“Your insisting is useless, you see,” she said. “You are on foot and I have the advantage. No, Don and I will go alone, thank you. Now, will you please tell me the way?”

I shrugged my shoulders. “Go back along the road you came,” I said, “until you reach the second, no, the third, path to the right. Follow that to the second on the left. Then follow that for two hundred yards or so until—well, until you reach a clump of bushes, high bushes. Behind these is another path, a blind one, and you must take care to pick the right clump, because there is another one with a path behind it and that path joins the road to Harniss. If you should take the Harniss road you would go miles out of your way. Take the blind path I speak of and—”

She interrupted me. “Stop! stop!” she exclaimed; “please don't. I am absolutely bewildered already. I had no idea I was in such a maze. Let me see! Second to the right; third to the left—”

“No, third to the right and second to the left.”

“And then the bushes and the choice of blind paths. Don, I see plainly that you and I must trust to Providence. Well, it is fortunate that the family are accustomed to my ways. They won't be alarmed, no matter how late I may be.”

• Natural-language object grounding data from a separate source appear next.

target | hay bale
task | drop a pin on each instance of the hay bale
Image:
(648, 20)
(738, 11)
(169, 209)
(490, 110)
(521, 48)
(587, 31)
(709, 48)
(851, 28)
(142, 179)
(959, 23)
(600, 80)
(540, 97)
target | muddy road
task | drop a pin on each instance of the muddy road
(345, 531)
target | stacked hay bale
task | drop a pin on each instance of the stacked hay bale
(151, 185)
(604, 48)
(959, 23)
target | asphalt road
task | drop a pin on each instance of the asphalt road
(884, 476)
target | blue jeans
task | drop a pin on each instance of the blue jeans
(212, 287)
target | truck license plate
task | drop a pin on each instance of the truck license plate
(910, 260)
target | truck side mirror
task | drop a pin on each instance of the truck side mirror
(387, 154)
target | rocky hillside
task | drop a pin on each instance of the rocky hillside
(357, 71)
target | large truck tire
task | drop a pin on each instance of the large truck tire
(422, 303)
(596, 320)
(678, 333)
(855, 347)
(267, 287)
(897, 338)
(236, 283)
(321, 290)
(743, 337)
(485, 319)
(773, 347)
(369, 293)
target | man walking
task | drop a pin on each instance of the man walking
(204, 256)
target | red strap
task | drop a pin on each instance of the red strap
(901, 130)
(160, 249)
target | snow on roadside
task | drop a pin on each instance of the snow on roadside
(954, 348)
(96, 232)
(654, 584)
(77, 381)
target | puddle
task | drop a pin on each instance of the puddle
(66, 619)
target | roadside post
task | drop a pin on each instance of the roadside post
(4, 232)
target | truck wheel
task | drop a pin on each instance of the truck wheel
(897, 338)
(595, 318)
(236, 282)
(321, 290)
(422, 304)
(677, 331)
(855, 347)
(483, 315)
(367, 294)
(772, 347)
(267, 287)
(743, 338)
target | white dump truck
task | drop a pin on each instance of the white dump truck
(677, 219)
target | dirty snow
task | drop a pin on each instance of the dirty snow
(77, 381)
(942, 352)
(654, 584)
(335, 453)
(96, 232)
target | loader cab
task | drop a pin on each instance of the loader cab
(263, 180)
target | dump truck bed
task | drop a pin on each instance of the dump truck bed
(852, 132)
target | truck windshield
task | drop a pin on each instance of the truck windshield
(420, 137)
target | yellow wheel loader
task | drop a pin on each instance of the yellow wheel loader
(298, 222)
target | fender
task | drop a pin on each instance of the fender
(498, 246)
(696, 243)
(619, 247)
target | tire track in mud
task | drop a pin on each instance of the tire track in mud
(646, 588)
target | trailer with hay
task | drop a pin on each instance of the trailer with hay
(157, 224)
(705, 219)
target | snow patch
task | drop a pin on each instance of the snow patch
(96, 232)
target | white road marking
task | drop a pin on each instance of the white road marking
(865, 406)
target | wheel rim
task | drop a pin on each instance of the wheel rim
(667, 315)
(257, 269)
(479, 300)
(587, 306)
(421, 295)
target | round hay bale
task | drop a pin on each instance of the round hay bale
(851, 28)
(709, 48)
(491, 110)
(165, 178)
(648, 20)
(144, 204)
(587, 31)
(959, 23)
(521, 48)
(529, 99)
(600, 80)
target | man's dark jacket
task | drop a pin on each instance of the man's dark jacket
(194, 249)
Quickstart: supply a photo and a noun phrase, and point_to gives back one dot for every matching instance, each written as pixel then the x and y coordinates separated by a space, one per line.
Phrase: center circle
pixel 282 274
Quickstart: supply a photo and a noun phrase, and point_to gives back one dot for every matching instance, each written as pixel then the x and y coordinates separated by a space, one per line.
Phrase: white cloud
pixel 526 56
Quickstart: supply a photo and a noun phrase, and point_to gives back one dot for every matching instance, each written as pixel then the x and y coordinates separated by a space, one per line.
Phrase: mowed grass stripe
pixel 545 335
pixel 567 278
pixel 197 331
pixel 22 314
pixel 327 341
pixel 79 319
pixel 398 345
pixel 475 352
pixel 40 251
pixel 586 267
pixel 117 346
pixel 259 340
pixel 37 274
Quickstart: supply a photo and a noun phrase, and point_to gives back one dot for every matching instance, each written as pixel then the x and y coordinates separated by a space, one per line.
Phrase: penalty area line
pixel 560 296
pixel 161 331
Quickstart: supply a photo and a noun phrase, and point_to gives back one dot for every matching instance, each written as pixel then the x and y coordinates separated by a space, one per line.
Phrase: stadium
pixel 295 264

“Miss Colton, I am not going to allow you to go alone. Of course I am not. I can set you on the right road and get back here in plenty of time for fishing. The fish are not hungry in the middle of the day.”

“No, but you are. I know you must be, because—no, good day, Mr. Paine.”

She spoke to the horse and he began to move. I took my courage between my teeth, ran after the animal and seized the bridle.

“You are not going alone,” I said, decidedly. I was smiling, but determined.

She looked at me in surprised indignation.